Durante una multitudinaria peregrinación con la imagen de Jesús de la Divina Misericordia, a la que asistió el Nuncio Apostólico en Nicaragua, monseñor Waldemar Stanislaw Sommertag, miles de católicos recordaron este domingo 28 de abril en Sébaco, Matagalpa, a las personas asesinadas y a quienes están presos “injustamente”, así como a quienes están en el exilio forzado, consecuencia de la crisis sociopolítica que atraviesa el país desde hace un año.

El Nuncio, quien es testigo y garante de las negociaciones entre el régimen de Daniel Ortega y la Alianza Cívica por la Justicia y Democracia, presidió la misa campal, concelebrada por el obispo de la Diócesis de Matagalpa, monseñor Rolando José Álvarez Lagos, y parte del clero diocesano.

Antes, el obispo Álvarez presidió el rezo de la “Coronilla a la Divina Misericordia en la parroquia San Juan Pablo II, en la villa Chagüitillo, de donde miles de católicos peregrinaron hacia un terreno en el que ondearon las banderas de Nicaragua y de la iglesia, en la parroquia Divina Misericordia, en el barrio Colinas del Mitch, en Sébaco.

Al iniciar la misa, mientras el vicario pastoral de la Diócesis de Matagalpa, monseñor Edgard Sacasa, saludaba a los asistentes, estos ovacionaron a monseñor Álvarez con aplausos y gritándole: “Rolando amigo, el pueblo está contigo”.

“Queremos tener en cuenta en nuestras intenciones a todos los jóvenes que han muerto a lo largo de este año, crucificados como Jesús, en esta Nicaragua mariana y cristiana, en la lucha por la justicia y la paz. No podemos celebrar la misa sin pensar en tantos jóvenes, en tantos héroes y mártires de nuestra tierra que han dado su vida por la libertad de Nicaragua”, dijo monseñor Sacasa.

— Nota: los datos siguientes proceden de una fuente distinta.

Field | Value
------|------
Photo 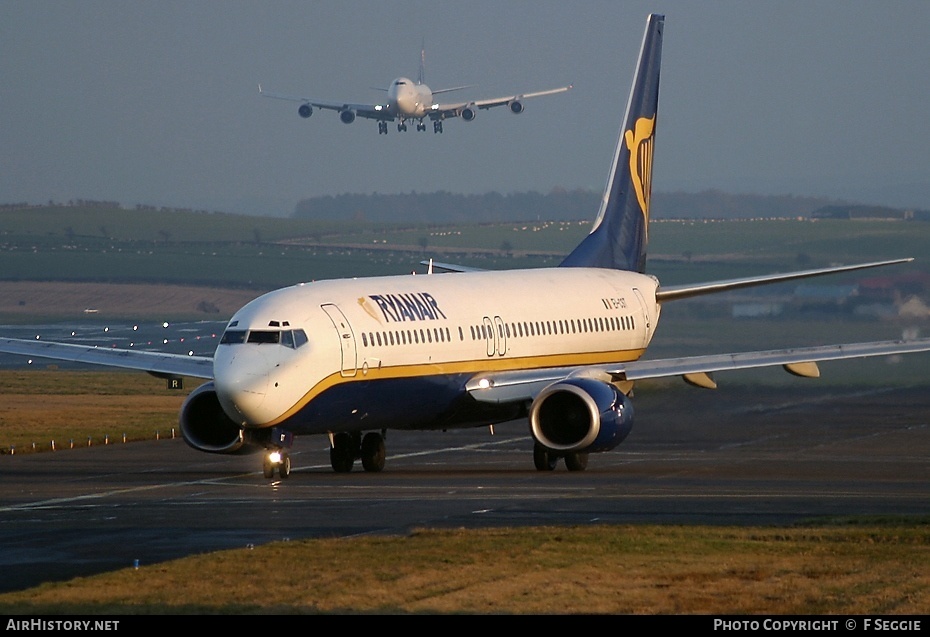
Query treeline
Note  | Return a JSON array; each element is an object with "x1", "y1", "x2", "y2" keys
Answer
[{"x1": 294, "y1": 190, "x2": 864, "y2": 223}]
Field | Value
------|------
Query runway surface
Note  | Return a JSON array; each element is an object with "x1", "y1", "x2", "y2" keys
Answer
[{"x1": 0, "y1": 382, "x2": 930, "y2": 591}]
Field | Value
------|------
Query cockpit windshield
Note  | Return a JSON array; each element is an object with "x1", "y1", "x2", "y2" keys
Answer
[{"x1": 220, "y1": 328, "x2": 308, "y2": 349}]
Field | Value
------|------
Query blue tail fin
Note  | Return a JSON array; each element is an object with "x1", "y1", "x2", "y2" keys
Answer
[{"x1": 560, "y1": 14, "x2": 665, "y2": 272}]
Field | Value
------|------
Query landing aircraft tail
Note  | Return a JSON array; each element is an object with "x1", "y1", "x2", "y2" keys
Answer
[{"x1": 560, "y1": 14, "x2": 665, "y2": 272}]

Agregó que “también nos unimos a los muchachos que están injustamente presos, aquellos que han sufrido en las cárceles, a los que se han ido al exilio, con las madres de los que han muerto, con este pueblo de amor que peregrina en Nicaragua, que ama a la iglesia, que ama a María, que ama Jesús y que cree en la misericordia del Señor”.

Asimismo, dirigiéndose al Nuncio, monseñor Sacasa le pidió: “cuando hable con el Papa (Francisco) dígale otra vez que lo amamos, que lo esperamos en Nicaragua un día y, de paso, cuando vaya a Roma, salúdenos a monseñor (Silvio) Báez, que lo llevamos en el corazón”.

Por su parte, en la homilía que dirigió a la multitud, el Nuncio refirió que “es en la misericordia que Dios dirime los conflictos y las divisiones”, agregando después que “estamos soñando todos la paz y justicia, pero no tenemos que solamente soñar, (sino) que tenemos que buscar esa paz y justicia primero en nuestros corazones”.